De particular interés son las primeras tallas tardogóticas de Eguiarreta y Bargota, las expresivistas del segundo tercio del siglo XVI de San Martín de Unx, Cintruénigo, Valtierra o el delicado relieve de Abaigar. La escultura romanista dejó el mayor número de representaciones con un esquema muy repetido de cabeza pequeña y anatomías muy trabajadas, especialmente en Tierra Estella, de la mano de los Imberto, Pedro de Gabiría o Martín de Morgota. Entre los ejemplos más sobresalientes, podemos mencionar los de Cabredo, Andosilla, Arróniz, Desojo, Garísoain o Etayo. De mediados del siglo XVII son las tallas de Genevilla, Olejua o San Pedro de Puente la Reina y plenamente barrocas, del siglo XVIII, las de Los Arcos, Sesma, Cárcar y Santiago de Puente la Reina.

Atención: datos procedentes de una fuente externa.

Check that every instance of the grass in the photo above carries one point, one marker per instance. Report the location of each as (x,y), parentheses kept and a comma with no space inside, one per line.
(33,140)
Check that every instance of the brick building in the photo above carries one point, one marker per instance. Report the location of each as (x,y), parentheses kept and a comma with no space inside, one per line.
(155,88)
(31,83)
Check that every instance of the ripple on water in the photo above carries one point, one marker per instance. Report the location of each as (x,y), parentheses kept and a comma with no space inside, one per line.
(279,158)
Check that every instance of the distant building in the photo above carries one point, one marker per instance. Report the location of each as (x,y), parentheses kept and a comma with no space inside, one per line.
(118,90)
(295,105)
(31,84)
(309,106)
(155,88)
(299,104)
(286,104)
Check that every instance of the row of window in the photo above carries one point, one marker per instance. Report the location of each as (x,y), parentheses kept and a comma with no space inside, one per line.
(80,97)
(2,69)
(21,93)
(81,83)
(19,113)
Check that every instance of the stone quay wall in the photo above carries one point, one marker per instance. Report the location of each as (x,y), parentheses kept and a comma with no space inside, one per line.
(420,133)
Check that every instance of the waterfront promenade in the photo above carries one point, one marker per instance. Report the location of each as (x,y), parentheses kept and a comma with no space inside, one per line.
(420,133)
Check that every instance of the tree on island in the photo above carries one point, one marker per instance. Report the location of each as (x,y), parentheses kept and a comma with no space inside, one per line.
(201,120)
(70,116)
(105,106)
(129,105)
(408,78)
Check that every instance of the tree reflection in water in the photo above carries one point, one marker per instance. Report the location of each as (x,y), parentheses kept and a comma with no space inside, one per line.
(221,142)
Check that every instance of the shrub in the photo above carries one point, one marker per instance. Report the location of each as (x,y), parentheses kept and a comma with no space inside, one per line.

La pintura ha dejado algunas representaciones destacables, desde las tablas de los retablos renacentistas de Cizur Mayor, Elcano o Cadreita al cuadro de la parroquia de San Lorenzo de Pamplona, rubricado por el pintor valenciano Bienvenido Bru, en 1885, año de la gran epidemia de cólera. En algunos cruceros renacentistas como el de Irurre o la Taconera de Pamplona también aparece su imagen, mientras que sus reliquias se encuentran en piezas argénteas de Legarda y Muruzábal, así como en el pie forrado de plata de la imagen de Los Arcos.
Un pequeño ciclo de su vida en su retablo de Abárzuza
En Navarra, el único ciclo con cuatro escenas de la vida del santo se puede ver en los relieves del retablo de su advocación de la parroquia de Abárzuza, obra de los maestros establecidos en Estella Juan Imberto I y su hijo Pedro, de 1565. De izquierda a derecha se suceden cuatro pasajes: el cuidado de los apestados ante el administrador del hospital de Acquapendente; la confesión en Roma con el cardenal Britonico y el papa suplicándole oraciones cuando Roque le visitó. El cuarto presenta al santo en una choza del bosque, junto al dueño del perro, Gottardo Pallastrelli, ante el castillo en el que éste último residía para evitar el contagio. Junto a las escenas, se encuentran varios relieves de alegorías, en los netos que, en su mayor parte, se avienen a la vida y obra del santo: justicia, prudencia, penitencia, fe, oración, fortaleza o constancia.
Desde estas líneas queremos dejar constancia del agradecimiento a las personas que nos han proporcionado amablemente sus fotografías para ilustrar este artículo, de modo especial a María Jesús Munárriz, de Abárzuza, por sus continuas atenciones.